Joan Clark vividly draws us in to Moranna's inner world -- we can see how Moranna's choices and actions make perfect sense within her reality -- while at the same time giving us the bigger picture so we can see how frustrating and incomprehensible those actions are to the people around Moranna: her brother, her husband, her children. This is not only a beautifully written novel, but a penetrating fictional treatment of mental illness. Moranna is a haunting and engaging character who stayed with me long after I put the book down.

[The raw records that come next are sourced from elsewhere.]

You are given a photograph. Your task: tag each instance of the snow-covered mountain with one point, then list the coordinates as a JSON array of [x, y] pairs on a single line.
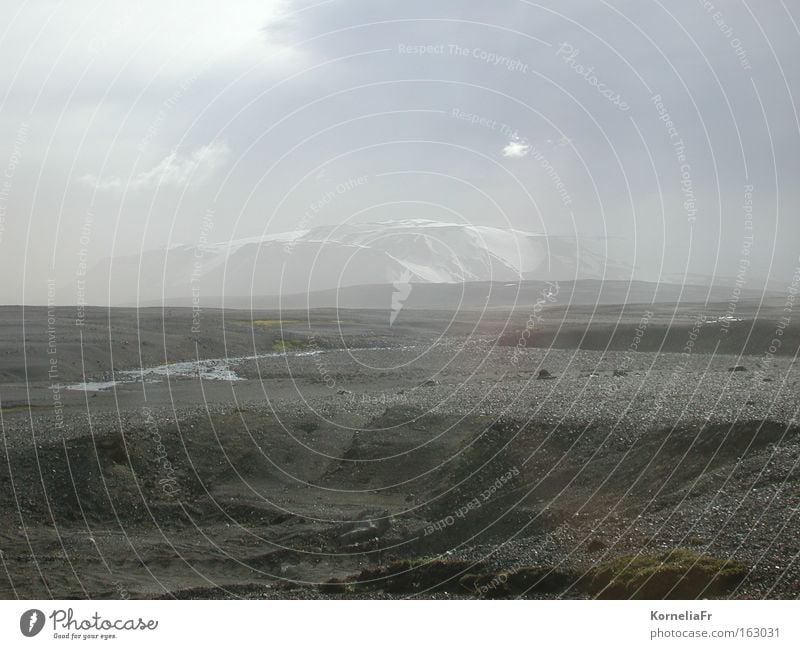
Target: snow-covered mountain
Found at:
[[329, 257]]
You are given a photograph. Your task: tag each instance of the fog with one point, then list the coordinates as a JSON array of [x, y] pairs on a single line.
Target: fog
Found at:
[[664, 133]]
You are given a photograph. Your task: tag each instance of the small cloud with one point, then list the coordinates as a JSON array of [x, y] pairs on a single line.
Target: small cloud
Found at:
[[516, 149], [172, 170]]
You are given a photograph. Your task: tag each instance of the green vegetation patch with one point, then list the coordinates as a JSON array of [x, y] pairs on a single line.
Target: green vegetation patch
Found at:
[[465, 577], [273, 323], [677, 574]]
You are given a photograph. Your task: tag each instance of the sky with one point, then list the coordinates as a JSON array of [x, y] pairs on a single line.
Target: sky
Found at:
[[666, 131]]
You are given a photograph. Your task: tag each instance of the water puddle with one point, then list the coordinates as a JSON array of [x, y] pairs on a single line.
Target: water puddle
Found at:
[[208, 369]]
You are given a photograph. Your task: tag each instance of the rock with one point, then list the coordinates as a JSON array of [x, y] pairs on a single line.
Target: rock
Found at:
[[369, 525]]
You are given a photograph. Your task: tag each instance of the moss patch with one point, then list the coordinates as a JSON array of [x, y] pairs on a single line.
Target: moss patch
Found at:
[[678, 574], [466, 577], [273, 323]]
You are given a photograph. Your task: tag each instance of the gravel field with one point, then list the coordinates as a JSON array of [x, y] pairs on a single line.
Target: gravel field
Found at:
[[448, 464]]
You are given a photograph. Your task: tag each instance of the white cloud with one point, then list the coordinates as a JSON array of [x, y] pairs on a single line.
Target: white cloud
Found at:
[[173, 170], [516, 149]]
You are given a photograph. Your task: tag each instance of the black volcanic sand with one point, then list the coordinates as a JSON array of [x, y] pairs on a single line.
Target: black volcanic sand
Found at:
[[429, 458]]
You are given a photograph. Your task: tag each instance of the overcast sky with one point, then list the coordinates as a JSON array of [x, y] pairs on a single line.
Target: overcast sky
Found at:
[[640, 122]]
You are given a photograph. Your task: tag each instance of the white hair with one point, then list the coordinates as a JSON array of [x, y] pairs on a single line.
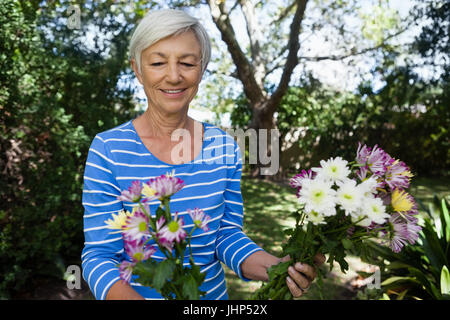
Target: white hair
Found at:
[[157, 25]]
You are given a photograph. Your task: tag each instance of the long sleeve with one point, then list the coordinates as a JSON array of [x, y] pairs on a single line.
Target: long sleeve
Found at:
[[233, 246], [102, 249]]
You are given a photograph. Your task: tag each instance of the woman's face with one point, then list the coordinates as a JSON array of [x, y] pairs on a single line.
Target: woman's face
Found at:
[[171, 72]]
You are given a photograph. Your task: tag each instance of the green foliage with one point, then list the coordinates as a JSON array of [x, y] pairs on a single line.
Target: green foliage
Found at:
[[419, 271]]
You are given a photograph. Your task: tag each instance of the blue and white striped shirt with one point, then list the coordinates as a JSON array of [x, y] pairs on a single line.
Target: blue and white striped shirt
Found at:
[[212, 183]]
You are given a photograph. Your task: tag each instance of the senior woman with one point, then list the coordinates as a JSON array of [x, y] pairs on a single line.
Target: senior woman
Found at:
[[169, 54]]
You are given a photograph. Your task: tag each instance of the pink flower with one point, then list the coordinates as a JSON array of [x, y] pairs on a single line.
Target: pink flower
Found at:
[[165, 185], [200, 218], [397, 175], [133, 194], [375, 159], [126, 270], [136, 226], [162, 241], [172, 231]]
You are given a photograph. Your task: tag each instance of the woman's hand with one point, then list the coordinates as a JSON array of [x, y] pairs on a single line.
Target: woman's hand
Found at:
[[301, 275]]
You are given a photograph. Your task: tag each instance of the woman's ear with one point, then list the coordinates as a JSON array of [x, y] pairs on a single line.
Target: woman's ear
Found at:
[[136, 70]]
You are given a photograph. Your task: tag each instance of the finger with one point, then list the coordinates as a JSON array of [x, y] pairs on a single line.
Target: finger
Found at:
[[319, 259], [302, 281], [307, 270], [295, 290]]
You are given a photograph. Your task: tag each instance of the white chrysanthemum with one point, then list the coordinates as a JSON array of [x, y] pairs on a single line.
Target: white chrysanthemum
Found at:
[[315, 218], [334, 169], [361, 220], [349, 196], [375, 210], [318, 196]]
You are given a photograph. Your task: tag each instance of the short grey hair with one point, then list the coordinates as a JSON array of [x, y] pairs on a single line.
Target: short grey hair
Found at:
[[157, 25]]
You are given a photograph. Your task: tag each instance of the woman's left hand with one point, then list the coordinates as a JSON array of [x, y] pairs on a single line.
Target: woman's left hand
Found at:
[[301, 275]]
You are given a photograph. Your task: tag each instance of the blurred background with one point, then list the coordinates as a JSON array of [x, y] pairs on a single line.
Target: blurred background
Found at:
[[326, 74]]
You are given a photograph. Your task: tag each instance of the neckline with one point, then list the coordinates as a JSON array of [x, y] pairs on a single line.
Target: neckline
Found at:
[[198, 157]]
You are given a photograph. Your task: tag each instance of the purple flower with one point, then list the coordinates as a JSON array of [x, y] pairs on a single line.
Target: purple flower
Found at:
[[133, 194], [172, 231], [397, 175], [126, 270], [375, 159], [362, 153], [296, 181], [137, 250], [200, 218]]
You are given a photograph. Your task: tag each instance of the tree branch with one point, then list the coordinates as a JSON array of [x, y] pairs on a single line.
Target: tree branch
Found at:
[[244, 68], [353, 51]]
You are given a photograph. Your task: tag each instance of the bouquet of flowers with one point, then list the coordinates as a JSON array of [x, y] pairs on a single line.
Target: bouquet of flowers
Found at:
[[144, 234], [342, 205]]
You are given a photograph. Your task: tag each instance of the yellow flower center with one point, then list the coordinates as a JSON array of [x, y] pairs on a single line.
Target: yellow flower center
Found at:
[[139, 256]]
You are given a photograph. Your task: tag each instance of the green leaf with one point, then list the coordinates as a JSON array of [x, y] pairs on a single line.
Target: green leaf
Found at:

An Audience of Chairs won the Newfoundland Book Award for fiction. It richly deserved the award and I hope this novel wins many more prizes, as well as winning the hearts of many mroe readers.

Wednesday, June 07, 2006

The Wreckage, by Michael Crummey


The Wreckage is one of the most acclaimed Newfoundland novels of the past year and was shortlisted for the Newfoundland Book Awards. It richly deserves the attention it's gotten, and more. I think of Michael Crummey first and foremost as a poet, but the problem I often have with novels by poets is that the beautiful language takes centre stage, pushing story and character to the margins. I even found this true, to some extent, in Crummey's first novel, River Thieves (though lots of people would disagree with me). In The Wreckage, though, Crummey has written a completely compelling novel that benefits from a poet's ease with language.
The Wreckage tells the story of Wish and Mercedes, a couple who meet as teenagers in a remote Newfoundland outport but are driven apart first by the religious prejudice of the community and then by the Second World War. The beautifully realized settings move from Fogo Island to St. John's to a Japanese POW camp -- and then back to modern-day St. John's as these "star-crossed lovers" finally cross paths again in old age. A very satisfying read.

Mean Boy, by Lynn Coady


Lynn Coady's Mean Boy is a novel about a university student and would-be poet who falls under the spell of one of his writing teachers, who is not only an accomplished poet but also a wildly dysfunctional alcoholic (why do those two so often seem to go hand in hand?) Larry idolizes Jim, but during the course of a year at a New Brunswick university, he learns some things about idols with feet of clay, and also about his own weaknesses. This is a very funny book in places, but also a little dark and sad. I was glad I read it, but by the time I was finished I didn't want to spend a lot more time with these characters in their world. Nice place to visit, but you wouldn't want to live there.

Tuesday, June 06, 2006

The Birth House, by Ami McKay


I had the privilege of meeting Nova Scotia writer Ami McKay recently when we both read at a writers' festival in Halifax. This is a wonderful historical novel about Dora Rare, a midwife in rural Nova Scotia in the early years of the twentieth century, when "modern medicine" was beginning to push midwifery to the margins. Dora is a strong and memorable character, and McKay's insights into the world of midwives and of women in general during that era draw the reader right into Dora's world. And I'm sure every woman will be happy to learn there is a simply home remedy for hysteria! (little in-joke there for those who've read the book).

Sunday, June 04, 2006

This is a test

This is a test. A Test. A Test. I'm testing to see if I can set up my Book Review site, Compulsive Overreader, as a blog.